LifeIsGoodMF
LifeIsGoodMF

Reputation: 136

Upload to BigQuery from Cloud Storage

Have ~50k compressed (gzip) json files daily that need to be uploaded to BQ with some transformation, no API calls. The size of the files may be up to 1Gb.

What is the most cost-efficient way to do it?

Will appreciate any help.

Upvotes: 1

Views: 1205

Answers (2)

Vishal Bulbule
Vishal Bulbule

Reputation: 309

Most efficient way to use Cloud Data Fusion. I would suggest below approach

  1. Create cloud function and trigger on every new file upload to uncompress file.
  2. Create datafusion job with GCS file as source and bigquery as sink with desired transformation.

Refer below my youtube video. https://youtu.be/89of33RcaRw

Upvotes: 1

Yev Guyduy
Yev Guyduy

Reputation: 1559

Here is (for example) one way - https://cloud.google.com/bigquery/docs/loading-data-cloud-storage-json...

... but quickly looking over it however one can see that there are some specific limitations. So perhaps simplicity, customization and maintainability of solution can also be added to your “cost” function.

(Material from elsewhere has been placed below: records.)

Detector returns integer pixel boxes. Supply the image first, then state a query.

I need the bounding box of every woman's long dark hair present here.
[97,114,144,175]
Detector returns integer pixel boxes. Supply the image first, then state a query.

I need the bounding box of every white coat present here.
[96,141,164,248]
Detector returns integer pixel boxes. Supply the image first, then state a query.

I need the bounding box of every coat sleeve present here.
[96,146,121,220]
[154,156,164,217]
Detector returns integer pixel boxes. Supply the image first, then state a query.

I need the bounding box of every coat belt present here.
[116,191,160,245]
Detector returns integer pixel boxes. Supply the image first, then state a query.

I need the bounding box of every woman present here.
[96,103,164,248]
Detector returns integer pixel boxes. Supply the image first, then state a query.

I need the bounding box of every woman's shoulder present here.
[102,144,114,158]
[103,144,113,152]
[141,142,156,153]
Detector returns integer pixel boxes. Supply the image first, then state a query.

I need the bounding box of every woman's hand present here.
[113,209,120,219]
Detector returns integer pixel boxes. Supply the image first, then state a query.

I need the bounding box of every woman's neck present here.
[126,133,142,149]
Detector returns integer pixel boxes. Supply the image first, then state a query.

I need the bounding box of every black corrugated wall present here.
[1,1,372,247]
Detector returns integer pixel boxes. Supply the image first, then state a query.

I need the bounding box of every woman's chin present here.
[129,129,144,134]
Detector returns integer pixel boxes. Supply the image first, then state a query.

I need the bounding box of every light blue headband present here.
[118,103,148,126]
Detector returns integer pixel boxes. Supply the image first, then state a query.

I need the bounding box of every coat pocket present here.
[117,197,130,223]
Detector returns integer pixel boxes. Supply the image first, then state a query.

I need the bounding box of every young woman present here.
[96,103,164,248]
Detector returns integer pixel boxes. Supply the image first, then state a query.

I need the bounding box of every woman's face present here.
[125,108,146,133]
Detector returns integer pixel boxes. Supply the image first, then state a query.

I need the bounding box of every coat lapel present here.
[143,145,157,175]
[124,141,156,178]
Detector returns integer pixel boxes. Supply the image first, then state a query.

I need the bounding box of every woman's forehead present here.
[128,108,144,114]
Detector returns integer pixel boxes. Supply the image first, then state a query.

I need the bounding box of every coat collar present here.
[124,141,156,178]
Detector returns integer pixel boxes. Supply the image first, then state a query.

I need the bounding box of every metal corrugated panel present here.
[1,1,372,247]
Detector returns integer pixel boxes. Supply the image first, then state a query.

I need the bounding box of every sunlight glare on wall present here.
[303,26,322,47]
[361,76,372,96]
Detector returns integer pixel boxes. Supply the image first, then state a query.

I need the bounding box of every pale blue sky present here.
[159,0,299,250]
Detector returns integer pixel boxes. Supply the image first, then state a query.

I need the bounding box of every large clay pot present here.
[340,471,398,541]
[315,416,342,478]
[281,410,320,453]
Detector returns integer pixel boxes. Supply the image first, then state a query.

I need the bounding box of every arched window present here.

Not knowing some details (for example read "Limitations" section under my link above, what stack you have/willing/able to use, files names or if your files have nested fields etc etc etc ) my first thought is cloud function service ( https://cloud.google.com/functions/pricing ) that is "listening" (event type = Finalize/Create) to your cloud (storage) bucket where your files land (if you go this route put your storage and function in the same zone [if possible], which will make it cheaper).

enter image description here


If you can code Python here is some started code:

enter image description here

main.py


import pandas as pd
from pandas.io import gbq
from io import BytesIO, StringIO
import numpy as np
from google.cloud import storage, bigquery
import io


def process(event, context):
    file = event

    # check if its your file can also check for patterns in name 
    if file['name'] == 'YOUR_FILENAME':

        try:
            working_file = file['name']

            storage_client = storage.Client()
            bucket = storage_client.get_bucket('your_bucket_here')
            blob = bucket.blob(working_file)

            #https://stackoverflow.com/questions/49541026/how-do-i-unzip-a-zip-file-in-google-cloud-storage
            zipbytes = io.BytesIO(blob.download_as_string())
            
            #print for logging
            print(f"file downloaded, {working_file}")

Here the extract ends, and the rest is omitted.